By example, in India the Supreme Court has recognized the right to health as a core component of Article 21 (right to life) of the Indian Constitution. This reading has been possible in the backdrop of Art. 47 of the Directive Principles for State Policy (DPSP), which is not per se enforceable yet it mandates the State to “regard the raising of the level of nutrition and the standard of living of its people and the improvement of public health as among its primary duties.” In light of the Supreme Court’s interpretation of Art. 21, the Government has enacted several schemes guaranteeing universal access to public health services. For example, the National Rural Health Mission is an umbrella scheme providing for health services, financial assistance and nutritional supplements, with specific focus on measures to reduce maternal and infant mortality.
The Interim Constitution of Nepal protects the right to health and to access to free health care in Article 16 (Part 3). Articles 33 and 35 also place a duty on the State to ensure the right to health for all its citizens and raise standard of living. In this sense, to improve access to health services and remove financial barriers for the poor, the Government of Nepal introduced a series of schemes covering out of pocket expenses and providing financial incentives to patients and health workers. Under the Aama Programme women receive up to 1,500 Nepalese Rupees (NRs), depending on the area where they live, to cover transportation and other access costs.
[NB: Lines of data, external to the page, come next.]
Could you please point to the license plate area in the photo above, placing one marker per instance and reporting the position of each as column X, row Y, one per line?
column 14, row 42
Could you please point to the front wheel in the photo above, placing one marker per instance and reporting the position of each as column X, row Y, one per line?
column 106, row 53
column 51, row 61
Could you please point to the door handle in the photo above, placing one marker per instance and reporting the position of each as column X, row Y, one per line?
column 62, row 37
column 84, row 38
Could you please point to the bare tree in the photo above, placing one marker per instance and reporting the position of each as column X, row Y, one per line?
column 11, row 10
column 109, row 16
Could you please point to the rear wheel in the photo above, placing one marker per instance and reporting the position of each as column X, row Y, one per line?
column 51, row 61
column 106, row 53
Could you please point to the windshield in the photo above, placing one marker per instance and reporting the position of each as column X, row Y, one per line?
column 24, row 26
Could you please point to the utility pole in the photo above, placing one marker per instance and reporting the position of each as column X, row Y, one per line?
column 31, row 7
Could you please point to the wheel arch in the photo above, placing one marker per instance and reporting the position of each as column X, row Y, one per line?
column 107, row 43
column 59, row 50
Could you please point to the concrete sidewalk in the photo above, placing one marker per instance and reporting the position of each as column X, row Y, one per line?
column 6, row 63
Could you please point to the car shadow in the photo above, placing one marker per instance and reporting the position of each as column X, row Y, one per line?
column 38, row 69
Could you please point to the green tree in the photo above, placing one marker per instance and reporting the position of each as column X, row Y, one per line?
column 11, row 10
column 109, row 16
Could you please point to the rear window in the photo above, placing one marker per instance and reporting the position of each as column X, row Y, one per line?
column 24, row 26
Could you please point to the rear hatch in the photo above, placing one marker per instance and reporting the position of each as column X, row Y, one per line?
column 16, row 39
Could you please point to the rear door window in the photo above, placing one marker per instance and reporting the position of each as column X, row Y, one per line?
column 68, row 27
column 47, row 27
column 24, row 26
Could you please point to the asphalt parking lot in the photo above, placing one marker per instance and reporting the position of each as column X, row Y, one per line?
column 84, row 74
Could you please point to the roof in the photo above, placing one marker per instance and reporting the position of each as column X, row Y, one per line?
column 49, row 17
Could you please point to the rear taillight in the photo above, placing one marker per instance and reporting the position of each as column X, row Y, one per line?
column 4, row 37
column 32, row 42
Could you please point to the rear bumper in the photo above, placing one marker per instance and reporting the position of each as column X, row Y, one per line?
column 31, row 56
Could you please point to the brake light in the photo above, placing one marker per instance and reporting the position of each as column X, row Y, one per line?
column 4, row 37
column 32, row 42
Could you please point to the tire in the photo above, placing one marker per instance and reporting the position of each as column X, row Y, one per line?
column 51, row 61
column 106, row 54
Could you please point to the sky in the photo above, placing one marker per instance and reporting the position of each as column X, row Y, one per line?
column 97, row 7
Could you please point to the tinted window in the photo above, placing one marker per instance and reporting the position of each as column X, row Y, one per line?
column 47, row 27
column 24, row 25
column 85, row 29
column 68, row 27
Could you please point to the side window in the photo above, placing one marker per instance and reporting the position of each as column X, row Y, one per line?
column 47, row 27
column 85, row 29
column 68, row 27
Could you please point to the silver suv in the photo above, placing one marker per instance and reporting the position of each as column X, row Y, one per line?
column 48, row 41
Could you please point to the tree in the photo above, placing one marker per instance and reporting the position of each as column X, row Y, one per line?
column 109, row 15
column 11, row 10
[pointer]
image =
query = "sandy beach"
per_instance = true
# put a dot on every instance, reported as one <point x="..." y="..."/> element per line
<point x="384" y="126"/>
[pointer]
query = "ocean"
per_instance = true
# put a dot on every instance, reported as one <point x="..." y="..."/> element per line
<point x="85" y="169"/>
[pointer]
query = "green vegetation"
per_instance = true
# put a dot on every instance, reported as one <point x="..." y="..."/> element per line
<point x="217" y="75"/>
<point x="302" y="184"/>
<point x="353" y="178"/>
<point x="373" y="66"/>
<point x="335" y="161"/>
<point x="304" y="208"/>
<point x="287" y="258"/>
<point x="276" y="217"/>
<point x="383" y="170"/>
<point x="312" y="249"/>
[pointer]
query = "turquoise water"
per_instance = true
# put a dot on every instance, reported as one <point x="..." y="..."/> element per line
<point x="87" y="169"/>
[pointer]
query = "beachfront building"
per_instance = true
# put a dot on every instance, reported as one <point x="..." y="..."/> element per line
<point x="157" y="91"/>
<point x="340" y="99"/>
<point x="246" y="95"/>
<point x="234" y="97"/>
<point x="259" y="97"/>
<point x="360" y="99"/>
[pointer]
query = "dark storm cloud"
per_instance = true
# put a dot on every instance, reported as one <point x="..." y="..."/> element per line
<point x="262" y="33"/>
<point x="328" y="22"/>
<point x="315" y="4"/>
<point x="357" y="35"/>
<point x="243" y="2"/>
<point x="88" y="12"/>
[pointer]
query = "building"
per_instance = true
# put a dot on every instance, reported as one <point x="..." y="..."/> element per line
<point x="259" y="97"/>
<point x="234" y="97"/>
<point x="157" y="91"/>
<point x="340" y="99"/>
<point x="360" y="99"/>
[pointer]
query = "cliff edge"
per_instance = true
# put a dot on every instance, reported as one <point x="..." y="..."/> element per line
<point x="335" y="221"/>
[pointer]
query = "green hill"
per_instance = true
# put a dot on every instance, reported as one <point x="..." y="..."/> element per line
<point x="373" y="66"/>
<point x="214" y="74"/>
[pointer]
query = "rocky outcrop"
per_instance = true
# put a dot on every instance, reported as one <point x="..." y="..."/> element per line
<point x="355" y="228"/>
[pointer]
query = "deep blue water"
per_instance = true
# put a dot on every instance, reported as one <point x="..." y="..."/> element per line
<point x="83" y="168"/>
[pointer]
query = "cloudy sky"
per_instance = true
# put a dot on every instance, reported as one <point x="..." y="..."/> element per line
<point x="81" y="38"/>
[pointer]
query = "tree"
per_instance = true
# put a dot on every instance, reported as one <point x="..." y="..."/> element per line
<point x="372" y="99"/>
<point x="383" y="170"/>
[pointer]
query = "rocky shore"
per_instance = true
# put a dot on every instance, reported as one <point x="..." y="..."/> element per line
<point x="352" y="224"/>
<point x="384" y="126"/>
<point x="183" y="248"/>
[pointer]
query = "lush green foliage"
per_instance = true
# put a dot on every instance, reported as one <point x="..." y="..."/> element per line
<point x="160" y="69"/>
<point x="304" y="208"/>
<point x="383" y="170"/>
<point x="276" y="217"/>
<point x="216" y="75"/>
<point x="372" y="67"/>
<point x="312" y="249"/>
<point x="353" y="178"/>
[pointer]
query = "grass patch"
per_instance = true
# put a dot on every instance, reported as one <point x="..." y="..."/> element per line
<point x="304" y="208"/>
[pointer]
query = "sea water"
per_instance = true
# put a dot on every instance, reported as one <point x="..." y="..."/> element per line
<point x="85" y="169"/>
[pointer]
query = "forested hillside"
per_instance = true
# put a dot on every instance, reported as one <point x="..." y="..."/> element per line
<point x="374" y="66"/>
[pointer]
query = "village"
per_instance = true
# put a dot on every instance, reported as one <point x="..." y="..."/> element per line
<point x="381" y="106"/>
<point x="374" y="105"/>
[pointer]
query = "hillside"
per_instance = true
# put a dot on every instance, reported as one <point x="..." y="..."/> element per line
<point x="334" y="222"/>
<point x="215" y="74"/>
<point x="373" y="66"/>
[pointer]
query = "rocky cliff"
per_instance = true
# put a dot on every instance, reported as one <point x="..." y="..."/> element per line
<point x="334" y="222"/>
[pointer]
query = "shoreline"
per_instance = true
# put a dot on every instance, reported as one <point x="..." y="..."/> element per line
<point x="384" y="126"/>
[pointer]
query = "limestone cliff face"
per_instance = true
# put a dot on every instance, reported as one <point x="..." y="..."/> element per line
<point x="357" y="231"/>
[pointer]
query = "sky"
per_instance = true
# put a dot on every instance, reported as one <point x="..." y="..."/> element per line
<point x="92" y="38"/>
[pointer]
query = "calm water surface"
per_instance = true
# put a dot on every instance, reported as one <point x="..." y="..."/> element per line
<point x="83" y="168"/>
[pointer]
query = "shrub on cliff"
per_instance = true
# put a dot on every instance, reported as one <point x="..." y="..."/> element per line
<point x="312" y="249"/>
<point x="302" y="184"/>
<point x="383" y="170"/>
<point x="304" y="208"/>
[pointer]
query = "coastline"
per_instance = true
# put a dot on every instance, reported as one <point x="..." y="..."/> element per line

Similarly, the 4ANC Programme provides cash disbursement for women completing 4 antenatal check ups in public facilities.
The Government of Bangladesh, in order to make necessary basic medical utilities reach people of all strata and develop the health and nutrition status of the people as per Section 15(A) and 18(A) of the Constitution, has enacted a series of strategies and plans based on the Primary Health Care approach. The policy spells out minimum health services to be provided, with a “focus on the disadvantaged, the poor and unemployed persons,” including immunization, reproductive health services, prevention and control of endemic diseases and health education. The policy also regulates health infrastructure (facilities and staff) in rural and urban areas.